Грохнул выстрел! Неожиданно громко. Я вздрогнул всем телом. Столыпин, готовый сделать шаг, встал, как вкопанный. Лермонтов покачнулся и упал, будто срубленное дерево. Никто ничего не понял. Все замерли на месте словно парализованные. Мартынов выронил, ещё дымящийся пистолет, быстро подошёл к упавшему товарищу, резко опустился на колени, поцеловал его в лоб и отчётливо произнёс: «Прости!» Так же резко поднялся и размашисто зашагал вниз к лошадям.

Я очнулся первым, бросился к упавшему. На белой блузе Лермонтова, сбоку расплылось кровавое пятно.

– Это что, ваши шутки? – Я взбесился. – Что вы сотворили, господа? Он же его убил.

– Какой бред. Какой ужас…. – Корнет Глебов осторожно подошёл, упал на колени, приподнял голову Михаила.

– Нет, этого не может быть! – Столыпин глупо пожимал плечами. – Как же это…?

–Мишель, – дрожащим голосом позвал Глебов. Обернулся к нам с лицом испуганного ребёнка. – Господа, он ещё дышит.

– Где доктор? – схватил я за грудки князя Васильчикова.

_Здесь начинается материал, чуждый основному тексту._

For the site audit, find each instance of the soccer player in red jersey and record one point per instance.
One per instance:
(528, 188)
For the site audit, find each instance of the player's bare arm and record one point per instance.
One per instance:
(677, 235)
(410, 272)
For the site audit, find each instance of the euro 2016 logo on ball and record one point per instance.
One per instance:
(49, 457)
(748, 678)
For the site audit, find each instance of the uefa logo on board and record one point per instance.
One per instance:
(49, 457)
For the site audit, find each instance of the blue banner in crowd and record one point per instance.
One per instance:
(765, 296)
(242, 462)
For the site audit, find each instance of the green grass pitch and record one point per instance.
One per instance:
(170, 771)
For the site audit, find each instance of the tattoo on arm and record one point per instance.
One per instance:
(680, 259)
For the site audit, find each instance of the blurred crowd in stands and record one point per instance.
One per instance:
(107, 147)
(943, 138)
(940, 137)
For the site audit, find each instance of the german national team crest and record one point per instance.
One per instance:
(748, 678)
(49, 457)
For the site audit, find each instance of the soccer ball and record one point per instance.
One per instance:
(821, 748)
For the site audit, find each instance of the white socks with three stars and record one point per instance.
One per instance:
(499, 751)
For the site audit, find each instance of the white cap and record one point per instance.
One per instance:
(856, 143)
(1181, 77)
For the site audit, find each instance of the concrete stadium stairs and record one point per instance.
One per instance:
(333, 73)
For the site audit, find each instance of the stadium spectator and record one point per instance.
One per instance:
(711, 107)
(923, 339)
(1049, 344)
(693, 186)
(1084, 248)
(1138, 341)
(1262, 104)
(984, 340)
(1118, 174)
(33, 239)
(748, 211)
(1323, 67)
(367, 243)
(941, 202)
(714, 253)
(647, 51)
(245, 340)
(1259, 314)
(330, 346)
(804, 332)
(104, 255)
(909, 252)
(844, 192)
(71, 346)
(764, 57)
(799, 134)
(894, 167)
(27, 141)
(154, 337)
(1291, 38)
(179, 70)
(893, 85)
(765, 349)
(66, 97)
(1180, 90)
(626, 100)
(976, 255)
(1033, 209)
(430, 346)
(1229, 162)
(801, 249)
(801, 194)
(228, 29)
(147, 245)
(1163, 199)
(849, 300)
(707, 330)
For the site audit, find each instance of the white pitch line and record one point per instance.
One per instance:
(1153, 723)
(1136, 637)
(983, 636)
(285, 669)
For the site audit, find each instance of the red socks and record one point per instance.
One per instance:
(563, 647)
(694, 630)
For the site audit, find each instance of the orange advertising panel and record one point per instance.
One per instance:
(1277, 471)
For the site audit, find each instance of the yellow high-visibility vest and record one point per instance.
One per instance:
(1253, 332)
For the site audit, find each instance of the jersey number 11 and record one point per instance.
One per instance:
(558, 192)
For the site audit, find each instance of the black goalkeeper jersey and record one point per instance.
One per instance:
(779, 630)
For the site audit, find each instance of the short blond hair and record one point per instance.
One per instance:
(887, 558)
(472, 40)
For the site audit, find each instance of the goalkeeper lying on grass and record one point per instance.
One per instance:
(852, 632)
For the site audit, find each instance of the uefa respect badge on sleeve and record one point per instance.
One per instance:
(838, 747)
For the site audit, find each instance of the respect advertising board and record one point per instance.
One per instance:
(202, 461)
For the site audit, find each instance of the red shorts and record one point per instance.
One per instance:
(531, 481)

– Мы не брали доктора? – заикаясь, ответил князь.

– Почему?

– Никто ведь не думал, что так выйдет…

– Вы что, с ума по сходили? А дрожки где? Его надо отвести в город.

– Так, нет ничего, – растерянно ответил Трубецкой. – Давайте его, хотя бы, поперёк седла положим.

– Скачите за дрожками! – заорал я.

В это время в вершину Машука врезалась ослепительная молния. Горы содрогнулись от грохота, будто разом выпалила тяжёлая батарея. Лошади сорвались от страха, выкорчевали ракиту и ускакали прочь. Хлынул ливень.